Input files
PanGenie is a pangenome-based genotyper using short-read data. It computes genotypes for variants represented as bubbles in a pangenome graph by taking information of already known haplotypes (represented as paths through the graph) into account. It can only genotype diploid individuals. The required input files are described in detail below.
Input variants
PanGenie expects a directed and acyclic pangenome graph as input (-v option).
This graph is represented in terms of a VCF file that needs to have certain properties:
multi-sample - it needs to contain haplotype information of at least one known sample
fully-phased - haplotype information of the known panel samples are represented by phased genotypes and each sample must be phased in one single block (i.e. from start to end).
non-overlapping variants - the VCF represents a pangenome graph. Therefore, overlapping variation must be represented in a single, multi-allelic variant record.
sequence-resolved - the REF and ALT sequences need to be given explicitly (i.e. symbolic records are not allowed)
Note especially the third property listed above. See the figure below for an illustration of how overlapping variant alleles need to be represented in the input VCF provided to PanGenie. We provide details on how to generate such VCFs below.
Input reads
PanGenie is k-mer based and thus expects short reads as input. Reads must be provided in a single FASTA or FASTQ file using the -i option.
Input reference
PanGenie also needs a reference genome in FASTA format which can be provided using option -r.

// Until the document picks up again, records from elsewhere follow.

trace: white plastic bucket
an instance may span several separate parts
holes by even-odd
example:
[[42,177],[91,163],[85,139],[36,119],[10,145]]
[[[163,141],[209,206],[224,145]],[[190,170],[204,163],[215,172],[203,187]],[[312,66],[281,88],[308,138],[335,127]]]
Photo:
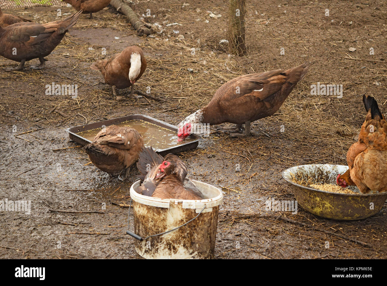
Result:
[[[136,251],[146,259],[211,259],[214,257],[220,190],[205,183],[192,180],[205,200],[164,199],[140,195],[130,187],[133,200]],[[201,213],[198,215],[199,213]],[[147,237],[185,225],[170,232]]]

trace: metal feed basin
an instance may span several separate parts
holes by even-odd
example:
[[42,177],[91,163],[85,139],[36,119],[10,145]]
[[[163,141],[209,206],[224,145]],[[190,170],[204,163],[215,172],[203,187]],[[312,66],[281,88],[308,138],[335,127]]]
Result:
[[387,199],[387,192],[361,194],[356,186],[349,188],[358,194],[340,194],[316,190],[293,182],[311,180],[315,183],[336,184],[337,175],[348,169],[341,165],[312,164],[292,167],[282,173],[292,184],[295,196],[304,209],[319,216],[343,220],[369,217],[378,212]]

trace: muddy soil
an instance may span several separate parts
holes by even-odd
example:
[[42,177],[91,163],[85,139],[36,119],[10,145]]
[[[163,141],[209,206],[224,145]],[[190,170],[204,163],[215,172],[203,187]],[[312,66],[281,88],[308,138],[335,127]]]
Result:
[[[286,168],[311,163],[346,164],[346,151],[354,142],[352,137],[364,120],[360,95],[367,92],[374,95],[381,110],[387,112],[385,29],[377,26],[381,19],[377,12],[385,15],[386,7],[375,4],[368,9],[360,3],[361,9],[356,10],[360,14],[351,14],[353,24],[346,20],[339,26],[337,19],[337,26],[324,22],[331,26],[323,27],[321,36],[325,38],[317,43],[313,41],[318,33],[311,31],[322,29],[323,13],[316,10],[340,7],[341,2],[324,2],[315,7],[307,2],[300,12],[301,3],[290,2],[281,7],[288,14],[283,11],[280,14],[278,6],[282,2],[252,1],[247,7],[251,12],[248,14],[252,15],[247,19],[248,52],[239,58],[229,57],[218,44],[226,37],[227,9],[223,1],[185,1],[189,6],[183,5],[183,2],[175,5],[175,2],[141,2],[134,8],[141,15],[146,12],[146,5],[150,5],[151,10],[157,11],[156,16],[145,21],[157,21],[164,27],[167,23],[181,24],[177,27],[179,34],[184,35],[183,42],[173,32],[175,26],[155,33],[154,38],[137,37],[127,19],[111,8],[95,14],[92,20],[81,16],[47,57],[49,61],[43,70],[28,68],[29,64],[38,62],[34,60],[26,65],[24,71],[6,73],[5,67],[16,64],[0,58],[0,200],[31,203],[30,214],[0,212],[0,257],[141,258],[133,239],[125,232],[128,210],[125,205],[130,201],[129,190],[137,180],[137,171],[135,169],[126,181],[110,178],[87,164],[87,154],[69,140],[65,129],[135,114],[176,125],[208,102],[226,80],[245,73],[287,68],[307,60],[311,67],[303,82],[275,116],[253,123],[251,137],[231,139],[227,134],[214,133],[196,149],[179,154],[189,165],[191,178],[224,188],[216,257],[387,258],[385,205],[373,217],[349,222],[319,217],[301,207],[296,214],[264,209],[268,199],[295,199],[291,186],[281,176]],[[37,15],[35,21],[43,22],[56,20],[56,9],[4,12],[22,13],[30,19]],[[62,9],[63,13],[74,12],[69,7]],[[256,10],[264,11],[264,15],[256,14]],[[300,19],[300,13],[313,10],[317,15],[310,14],[313,17],[303,15]],[[222,17],[212,19],[207,11],[221,14]],[[372,11],[377,11],[372,16],[375,19],[370,16]],[[288,17],[286,21],[281,19],[283,15]],[[373,41],[368,43],[379,49],[372,59],[380,62],[343,59],[351,44],[343,40],[345,36],[336,36],[354,26],[360,30],[365,19],[370,21],[370,17],[379,30],[364,33],[368,33],[367,37]],[[264,23],[264,18],[269,19],[268,24],[260,23]],[[280,36],[274,33],[279,31]],[[368,52],[366,36],[360,32],[357,34],[363,41],[355,41],[353,45],[359,53],[364,50]],[[278,39],[281,37],[287,39],[286,43]],[[132,45],[141,47],[148,62],[135,88],[145,92],[151,86],[152,94],[164,101],[125,98],[130,91],[122,91],[120,98],[123,100],[117,100],[100,74],[89,68],[95,60]],[[288,48],[288,53],[281,58],[279,48],[283,45]],[[278,52],[274,51],[274,46],[278,47]],[[198,53],[187,60],[191,47],[198,48]],[[104,48],[106,56],[101,53]],[[332,58],[336,61],[334,64],[329,58],[335,53],[339,55]],[[333,67],[327,69],[327,66]],[[343,83],[343,98],[311,95],[310,85],[317,82]],[[46,85],[52,82],[77,84],[77,98],[46,94]],[[281,131],[283,126],[284,132]],[[34,131],[21,134],[31,130]],[[130,227],[132,229],[132,224]]]

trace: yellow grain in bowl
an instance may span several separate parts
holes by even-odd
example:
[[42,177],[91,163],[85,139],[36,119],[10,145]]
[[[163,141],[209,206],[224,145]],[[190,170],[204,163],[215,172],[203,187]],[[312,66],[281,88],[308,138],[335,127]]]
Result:
[[349,189],[343,188],[342,187],[336,185],[331,185],[330,184],[310,184],[310,185],[312,188],[317,190],[330,192],[332,193],[351,194],[356,195],[360,194],[359,193],[354,192]]

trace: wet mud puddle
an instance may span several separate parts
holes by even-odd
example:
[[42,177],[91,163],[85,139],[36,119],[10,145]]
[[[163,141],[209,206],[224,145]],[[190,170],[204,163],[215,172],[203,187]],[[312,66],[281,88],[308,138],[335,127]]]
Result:
[[[194,140],[188,137],[183,141],[178,141],[177,134],[173,131],[142,120],[128,120],[115,125],[134,128],[142,136],[145,145],[151,146],[156,151],[175,147]],[[95,135],[102,129],[101,128],[91,129],[80,132],[77,134],[92,142]]]

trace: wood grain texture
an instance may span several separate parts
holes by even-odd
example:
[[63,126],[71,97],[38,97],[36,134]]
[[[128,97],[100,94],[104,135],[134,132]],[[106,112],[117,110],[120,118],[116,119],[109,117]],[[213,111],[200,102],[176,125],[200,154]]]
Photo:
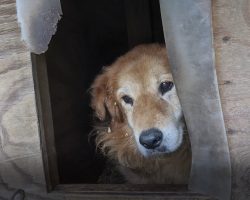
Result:
[[59,199],[46,193],[31,58],[20,38],[15,0],[1,0],[0,199],[19,188],[26,199]]
[[250,1],[213,1],[214,46],[232,163],[232,199],[250,199]]
[[61,185],[56,188],[65,192],[65,198],[77,199],[159,199],[159,200],[215,200],[187,190],[184,185],[126,185],[126,184],[89,184]]

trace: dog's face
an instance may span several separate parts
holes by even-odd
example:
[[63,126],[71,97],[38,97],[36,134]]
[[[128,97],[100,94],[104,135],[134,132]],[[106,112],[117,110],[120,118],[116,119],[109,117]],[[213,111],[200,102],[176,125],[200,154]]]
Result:
[[[182,111],[165,48],[158,45],[136,48],[101,76],[99,79],[106,83],[99,84],[107,91],[102,98],[113,123],[127,123],[141,154],[147,157],[178,149],[183,138]],[[97,82],[94,88],[96,85]],[[97,104],[92,102],[92,106],[103,118],[104,110],[98,113]]]

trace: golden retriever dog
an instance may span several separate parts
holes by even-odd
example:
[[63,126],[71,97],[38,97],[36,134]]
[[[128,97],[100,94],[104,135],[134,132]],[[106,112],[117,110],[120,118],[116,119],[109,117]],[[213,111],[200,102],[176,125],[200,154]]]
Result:
[[96,144],[132,184],[186,184],[191,150],[167,53],[140,45],[95,79]]

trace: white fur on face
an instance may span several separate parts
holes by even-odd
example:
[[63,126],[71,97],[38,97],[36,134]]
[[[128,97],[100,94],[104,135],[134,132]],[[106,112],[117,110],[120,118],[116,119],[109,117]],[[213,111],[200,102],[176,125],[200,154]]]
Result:
[[[168,75],[164,75],[163,78],[161,78],[160,80],[172,81],[173,79],[172,79],[172,76],[168,74]],[[127,85],[130,85],[130,84],[128,83]],[[148,157],[151,155],[174,152],[181,146],[182,140],[183,140],[184,123],[182,121],[182,110],[181,110],[178,96],[176,94],[176,89],[175,87],[173,87],[170,91],[162,95],[157,91],[158,85],[159,85],[159,82],[157,82],[155,87],[152,87],[152,84],[151,84],[150,87],[154,88],[154,89],[151,89],[151,91],[156,91],[157,96],[155,98],[161,98],[162,100],[164,100],[166,107],[168,108],[169,111],[167,112],[167,114],[165,114],[166,116],[161,115],[158,122],[156,120],[156,123],[153,125],[153,127],[148,127],[147,124],[145,124],[146,130],[149,128],[156,128],[163,133],[162,142],[160,146],[156,147],[155,149],[147,149],[142,144],[140,144],[139,142],[140,134],[142,131],[146,131],[146,130],[144,130],[143,127],[141,127],[140,129],[136,128],[137,126],[136,124],[134,124],[134,121],[133,121],[134,107],[131,105],[125,104],[123,101],[121,101],[121,105],[124,108],[125,114],[127,116],[128,124],[134,133],[134,137],[135,137],[138,150],[145,157]],[[136,102],[137,100],[136,97],[139,92],[140,90],[138,89],[138,87],[130,87],[130,88],[127,87],[127,88],[120,88],[117,94],[120,98],[124,94],[129,95]],[[150,117],[152,117],[152,119],[155,119],[155,118],[157,119],[160,113],[155,113],[155,115],[156,116],[150,116]]]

How to generate input VCFs
We provide PanGenie-ready VCFs for multiple datasets in Data and genotypes. These VCFs can directly be given as input to PanGenie. If you want to generate a PanGenie-ready VCF from your own data, you can follow the instructions below.
Creating a PanGenie input VCF from a pangenome graph
In case your input VCF was produced from a pangenome graph using
vg deconstruct, you first need to filter your VCF with vcfbub to remove LV > 0 records using the command below. This will only keep top-level bubbles of the graph, which can then be genotyped with PanGenie:vcfbub -l 0 -r 100000 --input <your-vcf-file> > pangenie-ready.vcf
VCFs produced by the Minigraph-Cactus pipeline (with parameter
--vcf) are already filtered withvcfbuband thus do not contain any overlapping variants (no need to run vcfbub again). Such VCFs can directly be used with PanGenie to genotype bubbles. However, we recommend running our preprocessing pipeline on the MC output VCF prior to running PanGenie, which adds annotations to the alleles in the VCF encoding variants nested inside of graph bubbles. These annotations are not necessary for PanGenie but are very useful for downstream analyses of the bubble genotypes as they allow to convert bubble genotypes to genotypes for all nested variants. Note that currently, this MC-specific pipeline can only be applied to human data. Also, this pipeline does not work for already decomposed VCFs (such as the ones produced by MC using--vcfwave)!
Creating a PanGenie input VCF from haplotype-resolved assemblies
PanGenie input VCFs can be generated from haplotype-resolved assemblies using this pipeline.
Creating a PanGenie input VCF from a phased callset
Any VCF with the properties listed above can be used as input to PanGenie. However, note that haplotypes must be phased in a single block. Phased VCFs generated with phasing tools like WhatsHap are not suitable.
For callset VCFs (e.g. produced by callers like PAV) which contain overlapping variant records, you can run PanGenie using this Snakemake pipeline. This automatically merges overlapping alleles into mult-allelic VCF, runs PanGenie and later converts the output VCF back to the original representation.